The SHAMAN Theory of Preservation makes assertions about the ability to maintain the context, arrangement and management of information objects and the preservation environment itself, while taking into consideration:
- authenticity (the provenance of objects)
- 'respect du fonds' (the arrangement of objects)
- integrity (the management of objects)
- chain of custody (the ownership of objects)
- context of production (preservation, access and reuse).
These assertions also require that the functions performed by preservation processes remain consistent over time. We note that for these principles to apply, a theory of preservation must also make assertions about the information context managed by the preservation environment. Special attention must be given to the reuse of information objects across distributed repositories, as well as to securing the authenticity and integrity of the objects through time. These requirements led us to the present project.
Figure 1: The informal SHAMAN context (which is supporting the work in progress towards the final definition of the SHAMAN Reference Architecture).
Three prototypes will support the testing and validation of the results. These Integration & Demonstrator Subprojects (ISPs) cover real cases in memory institutions (ISP1), industrial design and engineering (ISP2) and scientific application domains in scenarios of e-Science (ISP3).
To achieve these goals, SHAMAN is focusing its research on: integrating data grid, digital library and persistent archive technology; developing support for context representation and annotation, with deep linguistic analysis and corresponding semantics; and modelling of preservation processes.
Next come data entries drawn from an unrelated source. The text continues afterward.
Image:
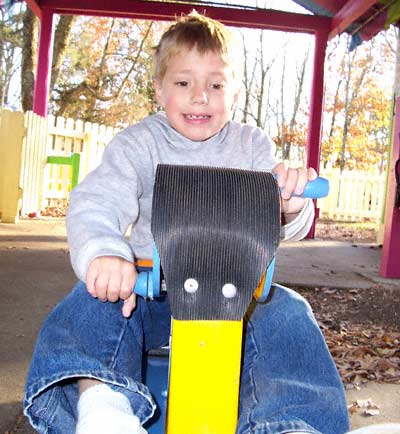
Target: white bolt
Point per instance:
(229, 290)
(191, 285)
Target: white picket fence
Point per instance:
(354, 196)
(65, 137)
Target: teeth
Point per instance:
(197, 117)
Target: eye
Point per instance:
(217, 86)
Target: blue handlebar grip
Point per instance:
(316, 189)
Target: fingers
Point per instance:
(111, 278)
(293, 181)
(129, 305)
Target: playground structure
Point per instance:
(362, 18)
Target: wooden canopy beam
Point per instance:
(167, 11)
(350, 12)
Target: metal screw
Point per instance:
(229, 290)
(191, 285)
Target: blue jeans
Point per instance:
(289, 381)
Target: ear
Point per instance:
(157, 85)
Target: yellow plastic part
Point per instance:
(204, 377)
(260, 288)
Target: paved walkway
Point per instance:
(35, 274)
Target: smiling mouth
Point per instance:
(197, 117)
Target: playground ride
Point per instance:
(216, 232)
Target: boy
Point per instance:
(86, 369)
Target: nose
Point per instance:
(199, 95)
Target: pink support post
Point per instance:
(390, 259)
(43, 70)
(316, 107)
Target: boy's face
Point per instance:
(198, 93)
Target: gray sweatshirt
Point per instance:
(117, 195)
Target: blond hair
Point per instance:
(193, 31)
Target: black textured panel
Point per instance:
(216, 226)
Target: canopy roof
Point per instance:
(362, 18)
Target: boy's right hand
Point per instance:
(111, 278)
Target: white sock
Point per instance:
(102, 410)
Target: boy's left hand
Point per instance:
(291, 181)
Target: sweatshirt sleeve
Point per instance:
(103, 206)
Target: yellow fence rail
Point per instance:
(29, 181)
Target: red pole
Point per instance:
(316, 108)
(390, 259)
(43, 69)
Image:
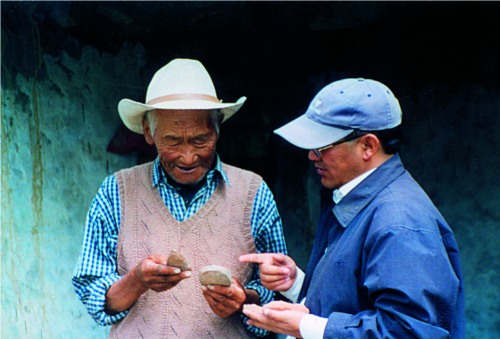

In the end, SHAMAN is also expected to deliver a reference architecture for the design and development of solutions for digital preservation in distributed scenarios.
Figure 2: The informal and generic conceptual view for the SHAMAN architectural framework.
Until now, the project has been busy performing state-of-the-art analyses (such as reviewing OAIS), better understanding the real usage scenarios, defining solution architectures, and developing the first set of demonstrators. In first half of the project, the focus was on the analysis and development of the ISP1 scenarios, and the analysis of the ISP2 scenarios. These results will be presented at the review to be held in early 2010, and will be publicly disseminated after that.
The third year will focus on the revision of the ISP1 scenarios, the implementations of the ISP2 scenarios, and the analysis of the ISP3 scenarios. The final year will focus on the implementation of the ISP3 scenarios, the revision of the other two and the consolidation of the results. The final definition of the SHAMAN reference architecture will be an especially significant result expected for this term.
The consortium comprises a well-balanced group from academia, research labs, industry and intended final users. The full list of partners is available on the project Web site. SHAMAN also has strong connections to the United States, including collaboration with the Data Intensive Cyber Environments (DICE) research group, which leads the development of the open-source iRODS (Integrated Rule-Oriented Data System). The group is based at the DICE Center at the University of North Carolina at Chapel Hill, and the Institute for Neural Computation at the University of California, San Diego. We expect iRODS to play a fundamental role in SHAMAN, with its openness and flexibility supporting our vision and proposed strategies.
SHAMAN is a Large Integrated Project co-financed by the European Union within the 7th Framework Programme. It will run from 2008 to 2011.